A lógica da preocupação com ESG por parte dos investidores obviamente acompanha as demandas do mercado consumidor. Uma pesquisa da KPMG International mostra que 27% das pessoas, ao considerarem compras no setor alimentício ou varejo, consideram a questão da sustentabilidade mais relevante hoje do que antes da Covid-19.
Além disso, 30% das pessoas julgam mais importante a abordagem em relação ao meio ambiente, e 31% entendem como fundamental a consciência da marca, ambos no cenário pós-pandemia. Ou seja, se esse movimento que engloba questões do ESG já se traduz em números também por parte dos consumidores, naturalmente reflete em novas oportunidades de negócios para as empresas e para os acionistas. E aqui, vale fatiar o conceito em três.
No "E" de environment, relativo a aspectos relativos à sustentabilidade e impacto no meio ambiente, observa-se por exemplo o crescimento de preocupações com gestão responsável de recursos naturais, preferência pelo uso de tecnologias limpas, reciclagem de produtos e redução de emissões de gases tóxicos e a ascensão de construções inteligentes e verdes.
O "S" traz crescentes alertas sobre aspectos sociais, como relações de trabalho, condições de bem-estar oferecidas pelas empresas aos seus colaboradores, redução de vieses inconscientes, além do desenvolvimento das comunidades na esteira do processo produtivo de seus produtos ou serviços. Observamos uma redução significativa da tolerância desse consumidor e da sociedade em geral a marcas ou produtos com posicionamentos racistas ou preconceituosos — ainda que atribuídos por elas a deslizes pontuais.
Por último, mas não menos importante, o "G" de governance abrange ainda políticas anticorrupção, compromisso real com diversidade e independência dos conselhos de administração, entre outros fatores.
Um caso interessante que gosto de observar é da marca de roupas para inverno americana Patagonia. Não é de hoje que a empresa investe em aspectos que à primeira vista podem ser considerados um tiro no pé. No entanto, ao contrário, ela tem colhido excelentes frutos em negócios.
Entre suas práticas estão ações de consumo consciente, que prega a reciclagem e o conserto de peças como alternativa à compra de novas unidades (já ouviu falar na campanha "Não compre essa jaqueta"? Vale procurar).
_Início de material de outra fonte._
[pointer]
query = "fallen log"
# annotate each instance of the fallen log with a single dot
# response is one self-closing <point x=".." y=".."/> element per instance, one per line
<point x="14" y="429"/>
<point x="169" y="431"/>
A marca também tem parcerias para monitorar as condições justas de trabalho de funcionários da cadeia produtiva, como costureiros, além de mostrar ações concretas de cuidado com o meio-ambiente. O que poderia parecer argumentos anti-vendas, na verdade foi bem recebido pelos consumidores. E, em 2018, a marca bateu valuation de US$ 1 bilhão.
ESG com atributos rentáveis baseados por dados
Um levantamento recente da consultoria CoreData mostrou a relevância crescente do tema entre os investidores. Da amostra de 200 entrevistados, três em cada cinco investidores acreditam que nos próximos cinco anos os gestores de fundos vão agregar fatores de ESG às suas análises e estratégias. Na Europa, esse percentual chega a 72% e, nos Estados Unidos, 50%.
E outra observação importante é como essa preocupação aumentou entre os investidores desde o ano passado. Do total, 60% afirmaram estar mais atentos e com foco dedicado a ESG desde o início da pandemia.
O relatório de tendências feito pela MSCI para 2021 mostra ainda que neste ano os investidores devem aprofundar seu entendimento como os atributos de ESG entregam resultados financeiros reais. Haverá um acompanhamento maior sobre indicadores e métricas socioambientais e de governança e quando os atributos de ESG aplicados por determinada empresa ainda não trazem resultados.
Por outro lado, a demanda de investidores por esses ativos vai crescer, e agora, mais do que nunca, explicações vagas não são mais aceitáveis. Na corrida por ativos com ganhos reais trazidos por estratégias de ESG, os dados nunca estiveram tão importantes. Empresas que conseguirem não apenas mostrar o que fazem, mas quais resultados financeiros efetivos trazem com suas iniciativas, já saem na dianteira.